One day back in September, Daisy was standing out in the middle of the pasture when I came out for the morning chores and I could tell at a glance that something was wrong. Basically, she was drooping. Wilting. Like a plant deprived of water.
A closer look revealed that she also had a big fist-sized clot of snot in her nose. I didn’t need to take her temperature — I could tell she had one by her listless behavior. Instead, the first thing I checked to see was if there was a lump under her jaw.
My fear was Strangles — every horse owner’s nightmare whether they know it or not.
Strangles is caused by a bacteria, Streptococcus equi, which is similar to the bacteria which causes human strep throat. It’s highly contagious — so contagious that my vet swears that it can be spread by a contaminated horse trailer being pulled down the road.
The initial outbreak of strangles isn’t usually bad. One horse in your herd runs a temperature, feels crappy, gets a snotty nose, coughs, and then develops swelling under the jaw which, after anywhere from a few days to a couple of weeks, gets a hole in it that drains pus. After the pus drains, the horse feels better. Some cases are easy and over and done with in a matter of days.

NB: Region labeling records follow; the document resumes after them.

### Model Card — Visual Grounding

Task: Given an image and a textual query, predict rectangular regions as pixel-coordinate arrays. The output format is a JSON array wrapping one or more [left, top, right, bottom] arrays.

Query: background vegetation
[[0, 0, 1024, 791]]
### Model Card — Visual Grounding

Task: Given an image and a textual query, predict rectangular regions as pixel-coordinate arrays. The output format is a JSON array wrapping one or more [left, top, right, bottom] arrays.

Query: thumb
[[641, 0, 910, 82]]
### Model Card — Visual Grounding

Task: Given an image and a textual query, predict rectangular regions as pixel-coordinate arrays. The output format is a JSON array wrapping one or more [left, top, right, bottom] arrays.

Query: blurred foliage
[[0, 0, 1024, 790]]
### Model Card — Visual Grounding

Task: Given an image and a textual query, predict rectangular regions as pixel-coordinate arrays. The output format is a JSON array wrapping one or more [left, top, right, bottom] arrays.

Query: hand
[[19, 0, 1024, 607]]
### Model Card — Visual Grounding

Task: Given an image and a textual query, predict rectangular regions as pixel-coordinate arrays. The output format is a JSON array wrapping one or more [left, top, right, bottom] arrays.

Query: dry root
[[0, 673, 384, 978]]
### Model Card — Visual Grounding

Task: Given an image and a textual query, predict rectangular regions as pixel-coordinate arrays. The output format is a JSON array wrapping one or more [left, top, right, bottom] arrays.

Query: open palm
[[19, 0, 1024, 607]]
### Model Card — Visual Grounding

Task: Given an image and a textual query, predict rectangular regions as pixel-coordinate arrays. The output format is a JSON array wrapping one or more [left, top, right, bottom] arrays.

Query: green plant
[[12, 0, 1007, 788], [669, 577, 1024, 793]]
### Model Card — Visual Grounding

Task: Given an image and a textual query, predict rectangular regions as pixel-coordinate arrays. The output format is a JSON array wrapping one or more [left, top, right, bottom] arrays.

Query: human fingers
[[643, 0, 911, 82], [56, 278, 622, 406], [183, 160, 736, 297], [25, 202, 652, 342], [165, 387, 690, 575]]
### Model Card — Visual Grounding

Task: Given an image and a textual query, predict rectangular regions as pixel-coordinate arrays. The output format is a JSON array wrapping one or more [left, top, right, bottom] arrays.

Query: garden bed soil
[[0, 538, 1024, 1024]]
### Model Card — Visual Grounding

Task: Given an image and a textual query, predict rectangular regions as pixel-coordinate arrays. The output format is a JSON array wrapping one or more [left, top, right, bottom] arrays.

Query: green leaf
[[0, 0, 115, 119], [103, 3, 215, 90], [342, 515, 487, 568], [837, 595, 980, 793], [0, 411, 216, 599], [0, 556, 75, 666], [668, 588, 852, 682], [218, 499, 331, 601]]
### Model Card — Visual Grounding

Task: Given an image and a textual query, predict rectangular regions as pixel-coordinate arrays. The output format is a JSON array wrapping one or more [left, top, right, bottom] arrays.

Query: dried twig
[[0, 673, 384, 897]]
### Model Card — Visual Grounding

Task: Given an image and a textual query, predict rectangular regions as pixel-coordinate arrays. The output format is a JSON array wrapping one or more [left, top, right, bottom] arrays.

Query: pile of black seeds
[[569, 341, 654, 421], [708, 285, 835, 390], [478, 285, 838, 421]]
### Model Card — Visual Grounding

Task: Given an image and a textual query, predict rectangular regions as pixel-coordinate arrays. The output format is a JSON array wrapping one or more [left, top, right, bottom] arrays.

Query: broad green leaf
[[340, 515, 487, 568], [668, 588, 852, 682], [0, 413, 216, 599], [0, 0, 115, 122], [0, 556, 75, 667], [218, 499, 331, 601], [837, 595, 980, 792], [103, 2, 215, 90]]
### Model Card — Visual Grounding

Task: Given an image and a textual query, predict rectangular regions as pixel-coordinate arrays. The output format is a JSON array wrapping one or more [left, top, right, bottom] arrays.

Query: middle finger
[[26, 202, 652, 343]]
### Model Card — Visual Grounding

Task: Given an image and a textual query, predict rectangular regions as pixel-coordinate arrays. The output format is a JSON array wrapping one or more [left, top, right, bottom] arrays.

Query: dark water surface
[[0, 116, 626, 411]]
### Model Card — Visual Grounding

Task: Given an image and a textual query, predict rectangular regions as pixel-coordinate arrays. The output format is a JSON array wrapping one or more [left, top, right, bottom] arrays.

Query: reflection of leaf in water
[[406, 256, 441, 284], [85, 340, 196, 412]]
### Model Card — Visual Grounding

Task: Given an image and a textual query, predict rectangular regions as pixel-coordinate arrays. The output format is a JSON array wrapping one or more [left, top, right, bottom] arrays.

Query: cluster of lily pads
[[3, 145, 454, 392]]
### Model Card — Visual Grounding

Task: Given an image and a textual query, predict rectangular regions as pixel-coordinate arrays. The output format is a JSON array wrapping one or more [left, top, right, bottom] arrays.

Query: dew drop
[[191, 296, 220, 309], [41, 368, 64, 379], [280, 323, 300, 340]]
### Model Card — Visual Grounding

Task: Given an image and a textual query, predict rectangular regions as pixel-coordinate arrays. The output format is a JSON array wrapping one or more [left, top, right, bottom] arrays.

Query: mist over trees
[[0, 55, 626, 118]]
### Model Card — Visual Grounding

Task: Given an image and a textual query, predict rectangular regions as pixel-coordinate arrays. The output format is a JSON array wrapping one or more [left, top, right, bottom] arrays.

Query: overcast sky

However, strangles has the potential to be anything but simple. Strangles has an 8 percent mortality rate because it can spread to other areas of the body and cause Bastard Strangles, a condition which truly lives up to its name. Bastard strangles can cause asphyxia, heart disease, pneumonia, purpura haemorrhagica, or abscesses that rupture in another part of the body and kill the horse.
Contact with both the highly contagious snot and pus puts other horses at risk. If you have it on your farm, quarantine the farm immediately. If I were you, I’d vaccinate every horse on your place at the first sign of it, and the neighbors should vaccinate their horses, too.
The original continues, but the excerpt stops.